Source code of ICDAR 2025 submitted paper 'Hypergraph-Driven Tabular Data Synthesis with Multi-Objective Optimization'
2025.3
HyperTab, a novel generative model based on hypergraph modeling and adversarial training. HyperTab leverages hypergraphs to capture the permutation invariance inherent in tabular data. By utilizing a hypergraph encoder, it explicitly models the interaction relationships between features, ensuring that the synthesized data accurately reflects global dependencies.

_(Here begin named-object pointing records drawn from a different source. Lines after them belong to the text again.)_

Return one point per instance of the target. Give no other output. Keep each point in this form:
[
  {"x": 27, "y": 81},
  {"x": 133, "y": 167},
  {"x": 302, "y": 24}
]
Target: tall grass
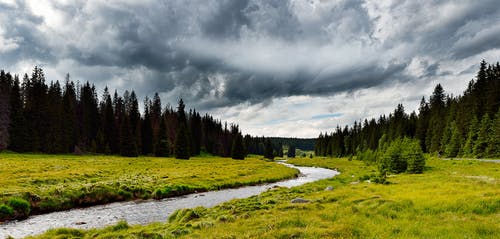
[
  {"x": 33, "y": 183},
  {"x": 451, "y": 199}
]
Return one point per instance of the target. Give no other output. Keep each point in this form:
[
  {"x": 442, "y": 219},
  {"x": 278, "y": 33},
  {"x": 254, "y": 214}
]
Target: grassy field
[
  {"x": 56, "y": 182},
  {"x": 452, "y": 199}
]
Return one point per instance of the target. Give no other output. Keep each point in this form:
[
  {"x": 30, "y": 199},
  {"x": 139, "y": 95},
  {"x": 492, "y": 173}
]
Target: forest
[
  {"x": 70, "y": 118},
  {"x": 450, "y": 126}
]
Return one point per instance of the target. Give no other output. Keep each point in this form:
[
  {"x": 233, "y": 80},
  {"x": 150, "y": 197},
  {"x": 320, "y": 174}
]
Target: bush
[
  {"x": 21, "y": 207},
  {"x": 413, "y": 155},
  {"x": 403, "y": 155},
  {"x": 6, "y": 212}
]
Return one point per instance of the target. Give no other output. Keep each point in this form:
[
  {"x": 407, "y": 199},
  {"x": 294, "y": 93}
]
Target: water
[{"x": 145, "y": 212}]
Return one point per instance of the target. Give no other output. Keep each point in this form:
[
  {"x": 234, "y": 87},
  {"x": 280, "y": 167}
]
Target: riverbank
[
  {"x": 59, "y": 182},
  {"x": 149, "y": 211},
  {"x": 451, "y": 199}
]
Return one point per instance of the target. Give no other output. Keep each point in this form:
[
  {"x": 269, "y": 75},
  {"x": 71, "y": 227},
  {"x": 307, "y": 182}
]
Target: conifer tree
[
  {"x": 146, "y": 129},
  {"x": 237, "y": 151},
  {"x": 182, "y": 150},
  {"x": 17, "y": 128},
  {"x": 162, "y": 148},
  {"x": 482, "y": 141},
  {"x": 468, "y": 148},
  {"x": 291, "y": 151},
  {"x": 268, "y": 150},
  {"x": 4, "y": 111},
  {"x": 452, "y": 147},
  {"x": 128, "y": 147},
  {"x": 493, "y": 149}
]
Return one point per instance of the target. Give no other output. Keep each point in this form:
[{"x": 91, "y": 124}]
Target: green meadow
[
  {"x": 58, "y": 182},
  {"x": 451, "y": 199}
]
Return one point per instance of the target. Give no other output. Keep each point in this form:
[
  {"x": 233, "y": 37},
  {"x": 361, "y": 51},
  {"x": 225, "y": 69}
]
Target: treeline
[
  {"x": 447, "y": 125},
  {"x": 300, "y": 143},
  {"x": 36, "y": 117}
]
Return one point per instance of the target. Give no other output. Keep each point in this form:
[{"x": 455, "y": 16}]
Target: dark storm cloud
[{"x": 220, "y": 53}]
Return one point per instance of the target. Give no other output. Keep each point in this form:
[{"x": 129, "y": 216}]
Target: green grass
[
  {"x": 57, "y": 182},
  {"x": 452, "y": 199}
]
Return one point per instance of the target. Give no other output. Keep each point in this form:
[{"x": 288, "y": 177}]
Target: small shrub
[
  {"x": 121, "y": 225},
  {"x": 20, "y": 206},
  {"x": 6, "y": 212}
]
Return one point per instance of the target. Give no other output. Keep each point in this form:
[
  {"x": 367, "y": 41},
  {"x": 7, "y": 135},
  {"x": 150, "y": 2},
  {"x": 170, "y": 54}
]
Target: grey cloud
[{"x": 156, "y": 39}]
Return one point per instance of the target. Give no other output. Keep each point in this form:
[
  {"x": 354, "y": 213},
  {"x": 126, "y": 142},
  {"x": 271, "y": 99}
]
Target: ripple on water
[{"x": 145, "y": 212}]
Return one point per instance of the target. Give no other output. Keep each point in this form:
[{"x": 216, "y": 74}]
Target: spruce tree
[
  {"x": 268, "y": 149},
  {"x": 162, "y": 148},
  {"x": 493, "y": 149},
  {"x": 468, "y": 148},
  {"x": 4, "y": 111},
  {"x": 291, "y": 151},
  {"x": 128, "y": 148},
  {"x": 147, "y": 130},
  {"x": 482, "y": 141},
  {"x": 238, "y": 151},
  {"x": 182, "y": 150},
  {"x": 452, "y": 147}
]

Create the main environment with requirements.txt. This environment will be used for training model and sampling synthetic data
Python version: 3.10
Create environment
conda create -n hypertab python=3.10
conda activate hypertab
pip install -r requirements.txt
Create another environment with synthcity.txt. This environment will be used for evaluation.
conda create -n synthcity python=3.10
conda activate synthcity
pip install -r synthcity.txt
Download raw dataset:
python download_dataset.py
Process dataset:
python process_dataset.py
For different data sets, run different train files to train the model.
python train_xxx.py
After training the model, run different generate files for different data sets to generate tabular data.
python generate_xxx.py
To evaluate the quality of the synthesized tabular data, we employed several metrics.
Density estimation of single column and pair-wise correlation (link)
python eval/eval_density.py --dataname [NAME_OF_DATASET] --model [METHOD_NAME]
Machine Learning Efficiency(MLE)
python eval/eval_mle.py --dataname [NAME_OF_DATASET] --model [METHOD_NAME]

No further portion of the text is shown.